The last week of our program, our group went on a Scotland Highlands tour where we learned about the history and some of the legends about Scotland. We went hiking and went to famous landmarks, including looking for Nessie in Loch Ness and seeing the Glenfinnan Viaduct, which is more commonly known as the Harry Potter Bridge. Being a huge Harry Potter fan, it was awesome to be able to see that in real life.
How important was it to you to have an international experience during college?
One thing that I wanted to do during my college career was to study abroad. And by going in the summer, I could stick to my degree plan.
One of the reasons that I choose UWEC — along with the Blugold Marching Band — was the fact that one in four students study abroad.
Studying abroad allowed me to realize there is a whole world of opportunities available to me.

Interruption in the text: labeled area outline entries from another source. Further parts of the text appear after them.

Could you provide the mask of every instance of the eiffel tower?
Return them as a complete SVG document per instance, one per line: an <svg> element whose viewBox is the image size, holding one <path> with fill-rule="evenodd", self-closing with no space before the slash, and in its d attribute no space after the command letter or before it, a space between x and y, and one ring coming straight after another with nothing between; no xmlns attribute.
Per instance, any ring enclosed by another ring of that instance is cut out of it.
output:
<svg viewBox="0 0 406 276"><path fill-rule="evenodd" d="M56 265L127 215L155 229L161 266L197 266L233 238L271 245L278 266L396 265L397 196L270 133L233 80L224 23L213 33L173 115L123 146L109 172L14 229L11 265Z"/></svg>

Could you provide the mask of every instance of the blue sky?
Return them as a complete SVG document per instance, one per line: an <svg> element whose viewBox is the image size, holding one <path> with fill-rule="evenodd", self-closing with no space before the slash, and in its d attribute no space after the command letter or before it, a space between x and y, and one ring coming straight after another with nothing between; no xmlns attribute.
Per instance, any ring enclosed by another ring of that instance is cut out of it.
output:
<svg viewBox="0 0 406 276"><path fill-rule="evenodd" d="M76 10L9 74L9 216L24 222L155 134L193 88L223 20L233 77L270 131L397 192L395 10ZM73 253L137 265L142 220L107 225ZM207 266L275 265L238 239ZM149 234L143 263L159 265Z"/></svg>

What experiences have you had outside of SPED that have enhanced your college experience?
Being involved in housing has been a continuous part of my college career. I’ve lived in Oak Ridge Hall my whole college career; it is my home away from home.
My involvement in housing started early my freshman year. I regularly attended my hall council and ended up being elected as a delegate for the Residence Hall Association. Initially I had no idea what it was or what I would be doing, but I was very eager to get involved.

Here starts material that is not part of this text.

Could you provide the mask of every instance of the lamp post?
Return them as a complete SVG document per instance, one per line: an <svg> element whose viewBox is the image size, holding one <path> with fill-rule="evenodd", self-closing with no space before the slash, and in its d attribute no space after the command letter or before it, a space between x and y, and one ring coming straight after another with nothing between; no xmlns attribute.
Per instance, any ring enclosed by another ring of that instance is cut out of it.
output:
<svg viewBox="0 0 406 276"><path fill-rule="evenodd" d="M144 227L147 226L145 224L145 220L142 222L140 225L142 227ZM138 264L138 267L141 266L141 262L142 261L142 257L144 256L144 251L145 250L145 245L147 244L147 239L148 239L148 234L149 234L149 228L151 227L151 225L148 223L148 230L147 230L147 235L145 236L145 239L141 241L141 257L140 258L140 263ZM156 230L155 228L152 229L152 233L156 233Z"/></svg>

I enjoyed RHA so much that my sophomore year I was elected to be on the RHA executive board as the Multicultural Experiences chair.
My sophomore year, I also was on a conference staff as the entertainment chair for the National Association for College and University Residence Halls conference that was held at UW-Eau Claire during the summer of 2014. NACURH is an international housing conference so we hosted 2,300 people who are interested and involved in housing.
My junior year I became a residence assistant and I was the communications coordinator for National Residence Hall Honorary, where I also was a student representative for housing.
Last year, I received the Excellence Award for Housing and Residence Life.
I’m currently in my second year as an RA, and I’m the president of National Residence Hall Honorary.
I also continue to go to housing conferences to further develop my leadership and networking skills.
What did you gain from your experiences in housing?
I don't know if I can ever describe everything that I have learned as an RA.
I’ve learned how to be a leader. I have learned time management and conflict and resolution skills, and everything in between.
All of these skills will be and currently are applicable to really everything that I do as a student and in my personal life, and they will be important in my future career.
How else have you immersed yourself in the campus community?
I’ve been in Blugold Marching Band for all of my college career as a piccolo player, and I’ve been a Campus Ambassador for the past two years.
I was an orientation assistant, and I’ve worked as an intern in the Dean of Students office.
All of those experiences have made my time at UW-Eau Claire even better.